Masz zdjęia lub film do tego artykułu? Wyślij je do nas!
W nocy z 20 na 21 października włamano się do zakładu ciesielsko-dekarskiego w Chwaliszewie. Skradziono elektronarzędzia o wartości ponad 20 tys. zł. To wkrętarka, młot, szlifierka, szlifierka kątowa i zakręcana udarowa – wszystkie marki milwaukee. Ponadto ukradziona została gwoździarka pneumatyczna makita i 3 piły spalinowe stihl. – Nie tak dawno kupiłem ten sprzęt. Kupowałem go stopniowo, aby mieć porządne narzędzia pracy – mówi właściciel firmy.

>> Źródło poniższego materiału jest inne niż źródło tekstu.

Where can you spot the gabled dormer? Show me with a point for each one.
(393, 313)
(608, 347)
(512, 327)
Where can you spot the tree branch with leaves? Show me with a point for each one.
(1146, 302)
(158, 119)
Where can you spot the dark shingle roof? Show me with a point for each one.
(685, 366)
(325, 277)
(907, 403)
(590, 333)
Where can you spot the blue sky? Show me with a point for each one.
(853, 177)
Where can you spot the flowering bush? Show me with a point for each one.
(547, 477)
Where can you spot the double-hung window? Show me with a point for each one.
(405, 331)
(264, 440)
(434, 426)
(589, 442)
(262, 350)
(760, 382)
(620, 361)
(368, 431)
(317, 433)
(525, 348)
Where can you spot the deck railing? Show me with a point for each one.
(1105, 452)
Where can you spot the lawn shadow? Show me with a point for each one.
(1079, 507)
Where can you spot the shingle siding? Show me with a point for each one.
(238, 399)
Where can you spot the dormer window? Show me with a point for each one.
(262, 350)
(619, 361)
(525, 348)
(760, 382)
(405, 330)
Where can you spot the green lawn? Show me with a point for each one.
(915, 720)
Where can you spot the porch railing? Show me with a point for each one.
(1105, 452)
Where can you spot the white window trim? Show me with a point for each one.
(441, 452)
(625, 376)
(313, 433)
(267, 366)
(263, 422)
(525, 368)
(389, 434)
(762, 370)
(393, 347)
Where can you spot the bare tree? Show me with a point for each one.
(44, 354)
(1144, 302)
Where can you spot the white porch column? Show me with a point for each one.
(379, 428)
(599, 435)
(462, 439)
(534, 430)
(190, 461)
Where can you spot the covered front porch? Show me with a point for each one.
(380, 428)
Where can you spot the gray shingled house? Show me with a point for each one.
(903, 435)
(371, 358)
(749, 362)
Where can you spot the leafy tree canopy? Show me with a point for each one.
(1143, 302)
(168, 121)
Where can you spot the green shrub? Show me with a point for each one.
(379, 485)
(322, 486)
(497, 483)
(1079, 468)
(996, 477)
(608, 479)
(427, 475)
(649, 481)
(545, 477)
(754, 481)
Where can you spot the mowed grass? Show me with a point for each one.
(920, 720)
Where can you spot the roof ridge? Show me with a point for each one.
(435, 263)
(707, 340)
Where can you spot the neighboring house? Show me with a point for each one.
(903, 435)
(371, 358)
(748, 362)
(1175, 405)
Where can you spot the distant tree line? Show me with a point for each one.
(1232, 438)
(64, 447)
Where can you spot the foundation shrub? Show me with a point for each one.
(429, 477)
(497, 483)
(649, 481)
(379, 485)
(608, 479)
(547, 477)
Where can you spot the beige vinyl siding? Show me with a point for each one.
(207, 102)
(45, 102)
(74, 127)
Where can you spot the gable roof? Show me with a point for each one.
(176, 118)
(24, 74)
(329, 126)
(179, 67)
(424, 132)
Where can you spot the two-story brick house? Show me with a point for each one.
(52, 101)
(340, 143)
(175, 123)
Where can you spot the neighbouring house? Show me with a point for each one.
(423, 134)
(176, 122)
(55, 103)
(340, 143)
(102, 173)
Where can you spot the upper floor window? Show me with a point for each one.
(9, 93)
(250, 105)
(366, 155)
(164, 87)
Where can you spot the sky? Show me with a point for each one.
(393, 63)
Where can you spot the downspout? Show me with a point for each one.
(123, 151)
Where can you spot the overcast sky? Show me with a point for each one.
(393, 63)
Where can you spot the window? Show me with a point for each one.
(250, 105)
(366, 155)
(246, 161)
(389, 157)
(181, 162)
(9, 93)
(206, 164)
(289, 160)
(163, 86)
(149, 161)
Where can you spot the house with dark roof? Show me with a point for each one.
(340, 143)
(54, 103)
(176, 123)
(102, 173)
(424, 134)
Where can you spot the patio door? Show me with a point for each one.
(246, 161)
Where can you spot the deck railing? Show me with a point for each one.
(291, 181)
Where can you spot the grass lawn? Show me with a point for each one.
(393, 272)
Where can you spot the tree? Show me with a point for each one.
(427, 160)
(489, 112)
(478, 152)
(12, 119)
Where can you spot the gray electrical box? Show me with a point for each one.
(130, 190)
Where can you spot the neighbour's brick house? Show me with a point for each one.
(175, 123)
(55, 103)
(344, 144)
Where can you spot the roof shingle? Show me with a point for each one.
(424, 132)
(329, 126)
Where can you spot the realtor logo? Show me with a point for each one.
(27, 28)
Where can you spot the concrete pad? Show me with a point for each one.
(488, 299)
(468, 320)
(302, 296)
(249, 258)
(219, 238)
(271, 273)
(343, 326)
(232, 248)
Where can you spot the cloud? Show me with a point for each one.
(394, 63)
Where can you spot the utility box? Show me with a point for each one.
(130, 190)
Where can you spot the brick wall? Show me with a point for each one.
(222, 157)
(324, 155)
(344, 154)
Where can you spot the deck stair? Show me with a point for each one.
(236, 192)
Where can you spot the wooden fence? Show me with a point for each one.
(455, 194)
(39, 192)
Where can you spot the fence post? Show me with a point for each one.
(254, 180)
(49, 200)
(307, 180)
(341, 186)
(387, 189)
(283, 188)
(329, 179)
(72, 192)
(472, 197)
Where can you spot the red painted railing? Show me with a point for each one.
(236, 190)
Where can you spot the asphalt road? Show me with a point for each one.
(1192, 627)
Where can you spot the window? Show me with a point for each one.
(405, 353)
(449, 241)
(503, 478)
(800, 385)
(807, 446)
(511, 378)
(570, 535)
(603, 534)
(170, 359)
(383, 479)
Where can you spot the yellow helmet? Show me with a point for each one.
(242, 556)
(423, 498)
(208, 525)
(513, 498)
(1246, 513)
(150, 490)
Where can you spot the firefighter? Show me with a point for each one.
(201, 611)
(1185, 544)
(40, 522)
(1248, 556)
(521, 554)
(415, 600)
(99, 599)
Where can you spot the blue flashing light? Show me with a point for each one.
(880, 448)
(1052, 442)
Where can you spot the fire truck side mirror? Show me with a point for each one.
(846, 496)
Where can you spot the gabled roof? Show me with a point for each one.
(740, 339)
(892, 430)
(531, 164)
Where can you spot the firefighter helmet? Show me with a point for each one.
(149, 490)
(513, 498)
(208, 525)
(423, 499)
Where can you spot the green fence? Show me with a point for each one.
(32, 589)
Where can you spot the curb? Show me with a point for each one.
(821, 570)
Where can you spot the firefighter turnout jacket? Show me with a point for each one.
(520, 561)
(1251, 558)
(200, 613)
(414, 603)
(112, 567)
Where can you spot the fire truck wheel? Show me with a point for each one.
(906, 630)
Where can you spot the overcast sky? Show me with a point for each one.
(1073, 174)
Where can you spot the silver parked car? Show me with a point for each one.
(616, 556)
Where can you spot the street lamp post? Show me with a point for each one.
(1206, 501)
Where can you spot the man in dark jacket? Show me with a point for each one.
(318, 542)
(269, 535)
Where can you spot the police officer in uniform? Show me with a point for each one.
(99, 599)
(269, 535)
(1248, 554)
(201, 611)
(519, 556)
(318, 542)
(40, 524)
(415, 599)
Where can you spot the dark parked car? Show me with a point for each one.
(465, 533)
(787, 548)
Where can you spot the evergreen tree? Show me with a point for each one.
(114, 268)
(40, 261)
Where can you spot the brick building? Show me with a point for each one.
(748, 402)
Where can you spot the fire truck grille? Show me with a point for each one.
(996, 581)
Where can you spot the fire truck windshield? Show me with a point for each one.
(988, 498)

– W sprawie tej kradzieży z włamaniem prowadzone są czynności policyjne. Przesłuchano pokrzywdzonego i świadków, zebrano też materiały operacyjne – poinformował nas Piotr Szczepaniak, rzecznik krotoszyńskiej policji.
Żona okradzionego właściciela warsztatu opisała skradzione narzędzia, podając ich numery seryjne. Poprosiła również o kontakt telefoniczny (695 022 945 lub 725 146 083) osoby, które ostatnio nabyły podobne. – „Wierzymy, że osoba, która kupiła sprzęt nie mając świadomości, że jest kradziony, zgłosi się do nas” – napisała na portalu społecznościowym. Ponadto wyraziła nadzieję, że znajdzie się osoba, która zna włamywacza. – „(…) i będzie chciała pomóc w śledztwie (gwarantujemy jej anonimowość i gratyfikację)” – czytamy dalej.
Do tej pory z kobietą, która zaapelowała o pomoc, skontaktował się mężczyzna prowadzący lombard w Ostrowie Wielkopolskim. Opisał jedno z narzędzi, jednak okazało się, że nie jest to żadne ze skradzionych w Chwaliszewie.